Geo: Add calculator service and worker for job artifact verification summaries

What does this MR do and why?

Add backfill service and calculator worker for job artifact verification summaries

This MR is part 2 of a series to replace batch_count verification metrics with pre-calculated summaries:

  • MR1 (merged): Created geo_ci_job_artifact_verification_summaries table
  • MR2 (this): Calculator service and worker (FF-gated, no-op until data exists)
  • MR3 (planned): Functional index on ci_job_artifact_states, post-deploy migration to populate 100k summary rows, DB trigger to mark buckets dirty on changes
  • MR4 (planned): Replicator switch to read from summaries instead of batch_count

How to set up and validate locally

How to set up and validate locally

This MR adds a calculator service and worker behind a disabled feature flag. On deploy, nothing changes — the worker exits immediately when the FF is off.

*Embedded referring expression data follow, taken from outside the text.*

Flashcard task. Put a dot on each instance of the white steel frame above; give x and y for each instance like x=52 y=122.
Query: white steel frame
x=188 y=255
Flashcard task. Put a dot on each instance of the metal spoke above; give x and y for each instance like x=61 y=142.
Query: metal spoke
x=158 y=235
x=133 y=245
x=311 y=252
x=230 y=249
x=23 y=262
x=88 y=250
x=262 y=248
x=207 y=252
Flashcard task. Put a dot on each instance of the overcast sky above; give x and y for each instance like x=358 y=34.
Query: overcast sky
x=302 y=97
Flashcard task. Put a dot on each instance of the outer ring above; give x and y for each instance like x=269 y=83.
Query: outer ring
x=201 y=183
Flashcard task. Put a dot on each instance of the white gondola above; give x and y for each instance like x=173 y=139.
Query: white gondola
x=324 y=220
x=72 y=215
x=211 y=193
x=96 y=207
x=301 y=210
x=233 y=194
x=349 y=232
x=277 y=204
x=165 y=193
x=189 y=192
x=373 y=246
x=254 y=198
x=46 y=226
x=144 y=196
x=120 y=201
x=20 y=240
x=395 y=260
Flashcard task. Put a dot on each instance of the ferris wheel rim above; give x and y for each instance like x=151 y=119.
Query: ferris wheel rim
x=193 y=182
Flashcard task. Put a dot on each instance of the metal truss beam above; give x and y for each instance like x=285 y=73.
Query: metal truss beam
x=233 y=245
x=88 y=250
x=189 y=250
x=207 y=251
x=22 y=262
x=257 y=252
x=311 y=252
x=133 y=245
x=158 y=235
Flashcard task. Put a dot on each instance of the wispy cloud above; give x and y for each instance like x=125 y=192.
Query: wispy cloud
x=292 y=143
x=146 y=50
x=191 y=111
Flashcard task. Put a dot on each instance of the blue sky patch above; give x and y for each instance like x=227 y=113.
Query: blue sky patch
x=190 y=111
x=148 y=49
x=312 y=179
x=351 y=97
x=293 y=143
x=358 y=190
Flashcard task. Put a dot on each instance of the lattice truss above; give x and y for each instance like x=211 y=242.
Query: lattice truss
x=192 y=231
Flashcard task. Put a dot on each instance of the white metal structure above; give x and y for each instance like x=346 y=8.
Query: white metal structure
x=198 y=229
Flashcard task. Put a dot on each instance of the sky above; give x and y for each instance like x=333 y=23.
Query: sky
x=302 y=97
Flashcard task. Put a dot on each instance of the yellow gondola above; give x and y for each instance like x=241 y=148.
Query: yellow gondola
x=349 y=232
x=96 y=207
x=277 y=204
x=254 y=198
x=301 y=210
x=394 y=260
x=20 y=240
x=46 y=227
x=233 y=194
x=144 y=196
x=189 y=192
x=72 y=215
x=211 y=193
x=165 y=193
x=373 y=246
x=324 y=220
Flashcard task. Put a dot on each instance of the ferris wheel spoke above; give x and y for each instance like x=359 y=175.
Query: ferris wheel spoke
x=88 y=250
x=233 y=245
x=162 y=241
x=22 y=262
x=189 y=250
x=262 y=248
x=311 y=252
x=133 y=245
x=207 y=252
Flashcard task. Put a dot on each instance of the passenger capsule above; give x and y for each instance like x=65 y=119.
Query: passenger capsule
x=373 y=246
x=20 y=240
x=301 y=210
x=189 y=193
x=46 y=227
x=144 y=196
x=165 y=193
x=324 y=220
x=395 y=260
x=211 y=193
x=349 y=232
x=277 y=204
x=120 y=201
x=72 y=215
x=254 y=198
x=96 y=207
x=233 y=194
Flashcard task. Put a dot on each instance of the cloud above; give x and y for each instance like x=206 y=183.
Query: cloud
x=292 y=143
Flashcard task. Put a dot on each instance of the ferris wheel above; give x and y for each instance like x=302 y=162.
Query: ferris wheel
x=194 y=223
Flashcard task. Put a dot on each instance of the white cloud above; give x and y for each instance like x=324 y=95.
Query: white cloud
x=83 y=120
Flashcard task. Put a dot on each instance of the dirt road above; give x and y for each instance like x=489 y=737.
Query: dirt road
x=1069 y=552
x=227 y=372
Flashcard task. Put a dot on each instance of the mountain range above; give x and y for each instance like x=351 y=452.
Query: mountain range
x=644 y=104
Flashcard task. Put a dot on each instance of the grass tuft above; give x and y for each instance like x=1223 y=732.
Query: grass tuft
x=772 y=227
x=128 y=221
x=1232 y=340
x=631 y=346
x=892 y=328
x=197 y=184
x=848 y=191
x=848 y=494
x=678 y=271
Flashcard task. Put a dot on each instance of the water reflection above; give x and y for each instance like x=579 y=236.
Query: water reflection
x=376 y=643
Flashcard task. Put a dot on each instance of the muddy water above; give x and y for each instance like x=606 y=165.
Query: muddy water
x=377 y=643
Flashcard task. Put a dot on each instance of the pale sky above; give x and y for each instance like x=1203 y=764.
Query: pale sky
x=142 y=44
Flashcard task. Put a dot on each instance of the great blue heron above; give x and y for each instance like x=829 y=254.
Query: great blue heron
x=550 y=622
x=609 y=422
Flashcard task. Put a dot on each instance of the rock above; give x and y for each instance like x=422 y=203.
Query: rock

To verify the worker and service work correctly:

  1. Ensure the summaries table exists (created in MR1):

    Geo::CiJobArtifactVerificationSummary.count
    # => 0
  2. Create some test data in Rails console:

    # Create a dirty summary bucket
    Geo::CiJobArtifactVerificationSummary.create!(
      bucket_number: 0,
      state: :dirty,
      state_changed_at: Time.current
    )
  3. Verify the calculator service processes it:

    result = Geo::CiJobArtifactVerificationSummaryCalculatorService.new.execute
    result[:buckets_calculated]
    # => 1
    
    summary = Geo::CiJobArtifactVerificationSummary.find_by!(bucket_number: 0)
    summary.state
    # => "clean"
    summary.total_count
    # => 0 (no matching artifact states in bucket 0)
  4. Verify the worker respects the feature flag:

    # FF is disabled by default — worker is a no-op
    Feature.enabled?(:geo_job_artifact_verification_summaries)
    # => false
    
    Geo::CiJobArtifactVerificationSummaryCalculatorWorker.new.perform
    # Returns immediately, nothing processed
    
    # Enable the FF
    Feature.enable(:geo_job_artifact_verification_summaries)
    
    # Create another dirty bucket
    Geo::CiJobArtifactVerificationSummary.create!(
      bucket_number: 1,
      state: :dirty,
      state_changed_at: Time.current
    )
    
    Geo::CiJobArtifactVerificationSummaryCalculatorWorker.new.perform
    Geo::CiJobArtifactVerificationSummary.find_by!(bucket_number: 1).state
    # => "clean"
  5. Run the specs:

    bundle exec rspec ee/spec/services/geo/ci_job_artifact_verification_summary_calculator_service_spec.rb ee/spec/workers/geo/ci_job_artifact_verification_summary_calculator_worker_spec.rb

Database Review

Database review notes:

  • Geo is not active on GitLab.com (only GitLab Dedicated and Self-Managed), so Geo tables have no meaningful production data in the postgres.ai snapshot.
  • geo_ci_job_artifact_verification_summaries was created in a prior MR that has not yet reached the postgres.ai snapshot. It was created via DDL and seeded with 100k rows (45k clean, 50k dirty, 5k calculating) to produce realistic query plans. exec ANALYZE was run after seeding.
  • ci_job_artifact_states was seeded with 10M rows (70% verified, 20% pending, 10% failed) to simulate production-scale data. FK constraint was temporarily dropped for seeding. exec ANALYZE was run after seeding.
  • All queries are behind the geo_job_artifact_verification_summaries feature flag (disabled by default). The summaries table won't be populated until a follow-up MR adds a post-deploy backfill migration.
Query Link Execution time
Q1: bucket_numbers_needing_recalculation 149417 ~0.1ms
Q2: claim_buckets 149945 ~22ms
Q3: count_dirty_buckets (no index) 149419 1.98s
Q3: count_dirty_buckets (with index) 149423 10.6ms
Q4: update_summary_counts 149952 ~1.8ms

Query 1: bucket_numbers_needing_recalculation

Finds dirty buckets and any calculating buckets stuck longer than 10 minutes (crash recovery). Uses the partial index on state IN (1, 2).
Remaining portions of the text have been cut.